To understand where fat comes from, you have to start with a skinny mouse. By using such a creature, and observing the growth of fat after injections of different kinds of immature cells, scientists at the Howard Hughes Medical Institute and Rockefeller University have discovered an important fat precursor cell that may in time explain how changes in the numbers of fat cells might increase and lead to obesity. The finding, published online in this week's issue of the journal Cell, could also have implications for understanding how fat cells affect conditions such as diabetes and cardiovascular disease.
"The identification of white adipocyte progenitor cells provides a means for identifying factors that regulate the proliferation and differentiation of fat cells," says senior author Jeffrey Friedman, who is the Marilyn M. Simpson Professor at Rockefeller and a Howard Hughes Medical Institute investigator.
Obesity, a major public health problem in the United States and increasingly in much of the Western world, results, in part, from an increase in the mass and number of white fat cells. Because white fat cells are post-mitotic, meaning that they cannot divide, scientists have hypothesized that a population of fat precursor cells must exist in the fat depot in order to produce new fat cells. But identifying these fat precursor cells has been difficult.
With the assistance of researchers in Rockefeller's Flow Cytometry Resource Center, first author Matt Rodeheffer, a postdoctoral associate in Friedman's Laboratory of Molecular Genetics, used a cell sorting technique called fluorescence-activated cell sorting, or FACS, to search for cell populations that could produce fat in cell cultures and identified two such populations.

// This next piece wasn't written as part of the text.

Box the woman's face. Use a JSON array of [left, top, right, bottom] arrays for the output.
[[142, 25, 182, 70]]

To determine if these cells could develop into fat cells in living animals, Rodeheffer injected these cell populations into the fat depots of a genetically engineered mouse, developed at NIH, called fatless, which lacks white fat and mimics a condition in humans called lipodystrophy that also results in diabetes.
Rodeheffer found that only one of the isolated cell populations, which express the CD24 cell-surface marker protein, produced fat tissue in the fatless mouse. This population normally represents only .08 percent of the non-adipocyte population in adipose tissue.
An imaging assay recently developed by co-author Kivanç Birsoy, a graduate student in Friedman's laboratory, enabled Rodeheffer to observe the CD24-expressing cells form fat in a living animal. Birsoy's technique uses another animal strain called the leptin-luciferase mouse, in which the visibly detectable marker luciferase is expressed under the control of the promoter of the gene that produces the hormone leptin. In this mouse strain the luciferase marker gene only switches on in mature fat cells, and provides a non-invasive way of watching immature fat cell precursors develop into mature fat cells in a living animal over time.
"I injected the CD24+ cells - which represent a very small population of cells in normal adipose tissue - into a site where the fat would normally develop in the fatless mouse, and I found that a normal sized fat depot forms at the site of injection," says Rodeheffer.
Rodeheffer also found that the injection of the fat-producing cells corrects the fatless mouse's diabetes, and the fat cells secrete adipocyte-specific signaling proteins called cytokines. Both of these results confirm that the cells produced in the fatless mouse are functional fat cells.
"This finding gives us a better understanding of the basic biology of adipose tissue and opens the door for us and for other researchers to be able to study these cells in living animals and determine the molecular factors that regulate formation of adipose tissue," says Rodeheffer. "We then can potentially study how the growth and differentiation of these cells are regulated in obesity and determine whether or not the molecular events that are involved in the regulation of adipose tissue are contributing factors to other pathologies, such as diabetes and cardiovascular disease, that are associated with obesity and metabolic syndrome."